Die Sache nahm sich tatsächlich etwas verwirrend aus: Der Tscheche, der mit „Jenufa“ und „Kirschgarten“ zwei bemerkenswerte Inszenierungen vorgelegt hat, brach nicht nur die herkömmliche Ordnung des Fragment gebliebenen Dramenentwurfs auf, indem er die Reihenfolge der Szenen umkehrte; Herlischka mischte auch unbedenklich die verschiedenen Fassungen (wissenschaftlich gesprochen: H und h), und nicht immer war der Sinn solcher Auswechslungen einzusehen. Verschiedene Lesarten ein und derselben Stelle ließ er als Wiederholungen mehrmals sprechen, letzte Worte eines Szenenschlusses wurden im Stakkato zwanzigmal hintereinander herausgebellt, die Schlußszenen wurden stark beschnitten, der schaurig-verklingende allerletzte Auftritt mit den beiden „Leuten“ war ganz gestrichen.

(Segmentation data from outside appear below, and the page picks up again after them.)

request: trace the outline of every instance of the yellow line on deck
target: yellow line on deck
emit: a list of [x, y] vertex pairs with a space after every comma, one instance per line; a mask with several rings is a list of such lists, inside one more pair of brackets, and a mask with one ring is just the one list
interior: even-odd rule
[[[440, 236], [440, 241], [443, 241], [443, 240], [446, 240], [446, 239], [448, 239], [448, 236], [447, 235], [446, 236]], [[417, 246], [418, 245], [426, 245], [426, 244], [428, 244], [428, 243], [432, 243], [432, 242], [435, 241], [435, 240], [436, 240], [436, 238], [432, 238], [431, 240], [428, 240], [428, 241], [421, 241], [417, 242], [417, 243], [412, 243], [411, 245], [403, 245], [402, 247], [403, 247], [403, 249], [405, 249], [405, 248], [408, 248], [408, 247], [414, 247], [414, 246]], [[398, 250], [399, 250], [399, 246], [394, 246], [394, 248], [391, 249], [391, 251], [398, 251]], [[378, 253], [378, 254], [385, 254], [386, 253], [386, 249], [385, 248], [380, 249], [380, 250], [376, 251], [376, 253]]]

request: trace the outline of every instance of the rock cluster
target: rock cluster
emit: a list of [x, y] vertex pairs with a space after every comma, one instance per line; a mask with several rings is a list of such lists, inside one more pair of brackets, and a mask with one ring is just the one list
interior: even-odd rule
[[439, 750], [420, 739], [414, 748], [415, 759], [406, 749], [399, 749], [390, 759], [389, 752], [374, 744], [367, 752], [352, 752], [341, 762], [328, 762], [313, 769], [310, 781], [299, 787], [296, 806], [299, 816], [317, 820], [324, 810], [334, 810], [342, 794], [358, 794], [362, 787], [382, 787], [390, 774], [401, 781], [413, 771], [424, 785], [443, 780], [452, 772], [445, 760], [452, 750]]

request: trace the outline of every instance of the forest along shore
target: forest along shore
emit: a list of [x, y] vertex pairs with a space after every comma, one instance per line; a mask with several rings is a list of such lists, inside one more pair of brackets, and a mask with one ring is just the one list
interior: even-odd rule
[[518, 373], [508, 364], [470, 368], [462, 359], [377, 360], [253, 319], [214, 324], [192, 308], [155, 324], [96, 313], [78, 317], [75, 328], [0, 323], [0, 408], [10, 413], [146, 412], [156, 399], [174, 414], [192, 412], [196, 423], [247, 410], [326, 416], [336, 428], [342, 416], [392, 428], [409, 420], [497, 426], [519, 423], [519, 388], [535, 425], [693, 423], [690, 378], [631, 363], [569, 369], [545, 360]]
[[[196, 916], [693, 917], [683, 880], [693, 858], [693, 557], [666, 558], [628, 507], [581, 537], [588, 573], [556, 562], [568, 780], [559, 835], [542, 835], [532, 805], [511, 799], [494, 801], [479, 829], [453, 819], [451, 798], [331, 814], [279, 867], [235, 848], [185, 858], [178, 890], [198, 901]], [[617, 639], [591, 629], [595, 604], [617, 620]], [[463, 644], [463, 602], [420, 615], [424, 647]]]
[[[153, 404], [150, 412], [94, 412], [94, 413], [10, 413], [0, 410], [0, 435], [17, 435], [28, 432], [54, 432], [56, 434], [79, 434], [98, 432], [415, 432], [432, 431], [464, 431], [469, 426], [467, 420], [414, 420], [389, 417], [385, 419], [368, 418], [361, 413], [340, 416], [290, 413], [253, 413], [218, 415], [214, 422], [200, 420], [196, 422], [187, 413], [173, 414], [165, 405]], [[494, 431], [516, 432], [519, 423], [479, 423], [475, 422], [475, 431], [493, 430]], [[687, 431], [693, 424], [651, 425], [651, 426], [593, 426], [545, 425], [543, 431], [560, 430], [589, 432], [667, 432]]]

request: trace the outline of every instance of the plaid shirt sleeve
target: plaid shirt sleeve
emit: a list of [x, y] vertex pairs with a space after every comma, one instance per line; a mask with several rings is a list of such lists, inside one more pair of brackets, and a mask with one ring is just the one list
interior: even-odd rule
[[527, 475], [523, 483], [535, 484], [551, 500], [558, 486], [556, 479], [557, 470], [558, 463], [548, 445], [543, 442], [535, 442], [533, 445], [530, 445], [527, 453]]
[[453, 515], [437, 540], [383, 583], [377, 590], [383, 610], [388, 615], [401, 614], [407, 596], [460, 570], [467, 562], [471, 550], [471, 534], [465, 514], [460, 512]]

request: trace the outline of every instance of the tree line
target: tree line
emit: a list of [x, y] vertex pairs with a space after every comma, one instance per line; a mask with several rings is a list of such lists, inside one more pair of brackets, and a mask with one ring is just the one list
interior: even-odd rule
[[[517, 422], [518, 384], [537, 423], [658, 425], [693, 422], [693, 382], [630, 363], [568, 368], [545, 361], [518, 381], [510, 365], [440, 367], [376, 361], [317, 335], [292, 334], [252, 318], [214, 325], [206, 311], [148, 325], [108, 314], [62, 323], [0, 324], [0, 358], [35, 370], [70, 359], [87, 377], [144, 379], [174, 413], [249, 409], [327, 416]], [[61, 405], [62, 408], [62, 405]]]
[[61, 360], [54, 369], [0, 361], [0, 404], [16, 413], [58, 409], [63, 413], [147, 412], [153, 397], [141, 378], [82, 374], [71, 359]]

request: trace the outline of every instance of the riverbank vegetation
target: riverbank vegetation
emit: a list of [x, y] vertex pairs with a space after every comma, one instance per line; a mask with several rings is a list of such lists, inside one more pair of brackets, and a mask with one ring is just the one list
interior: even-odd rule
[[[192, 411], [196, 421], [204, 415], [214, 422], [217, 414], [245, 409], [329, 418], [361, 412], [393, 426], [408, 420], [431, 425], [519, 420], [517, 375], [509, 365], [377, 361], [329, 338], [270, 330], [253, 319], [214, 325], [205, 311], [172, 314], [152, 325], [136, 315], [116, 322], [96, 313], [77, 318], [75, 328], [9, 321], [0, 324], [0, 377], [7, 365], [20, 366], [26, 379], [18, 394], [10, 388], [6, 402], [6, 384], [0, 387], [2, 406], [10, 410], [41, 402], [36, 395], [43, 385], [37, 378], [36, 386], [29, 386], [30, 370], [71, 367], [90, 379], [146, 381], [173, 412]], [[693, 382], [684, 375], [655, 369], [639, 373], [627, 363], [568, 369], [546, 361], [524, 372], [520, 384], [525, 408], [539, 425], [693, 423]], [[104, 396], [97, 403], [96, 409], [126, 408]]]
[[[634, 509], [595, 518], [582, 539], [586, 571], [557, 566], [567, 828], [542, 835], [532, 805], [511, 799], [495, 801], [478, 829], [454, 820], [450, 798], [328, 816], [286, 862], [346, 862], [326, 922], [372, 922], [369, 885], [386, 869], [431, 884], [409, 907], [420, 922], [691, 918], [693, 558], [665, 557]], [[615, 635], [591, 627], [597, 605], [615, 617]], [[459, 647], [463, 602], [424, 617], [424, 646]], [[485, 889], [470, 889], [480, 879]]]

Gewalttätigkeiten dieser Art werden vom Resultat her legitimiert, aber eben das war hier zweifelhaft. Der soziale Aspekt war weggenommen, die Armut, aber auch der irre Zustand Woyzecks taten nicht viel zur Sache, am deutlichsten kam noch die sündige Kreatürlichkeit Maries zur Erscheinung, nur daß sie nun ganz und gar ins Sexuelle hinübergespielt war. Arzt und Hauptmann waren aus dem üblichen Simplizissimushaften ins Prager Golem-Milieu gewendet, die dunkle Volksliedpoesie dafür nahezu ganz weggenommen: Es wurde und wurde nicht deutlich, worauf eine Regie hinauswollte, dedoch die intellektuelle Energie auch in den verfehltesten Szenen noch anzumerken war. Vielleicht empfiehlt es sich doch, daß man deutsche Experimente mit der Neuen Welle nicht an Kafkas „Schloß“ und Büchners „Woyzeck“ ausprobieren läßt.

Neben einem unterhaltsamen Spaziergang Thilo Kochs durch das tanzende New York dann das erste Stück einer neuen Reihe, die prominente Zeitgenossen vom Admiral der Bundeswehr bis zum exilierten Dramatiker vorstellen will; diesmal war Willy Haas an der Reihe. Über das skurrile und etwas einfältige Unternehmen, das sich mit Friedrich Lufts Porträtreihe ein wenig überschneidet, nächste Woche (anläßlich des Kortner-Porträts vom 8. Mai) mehr.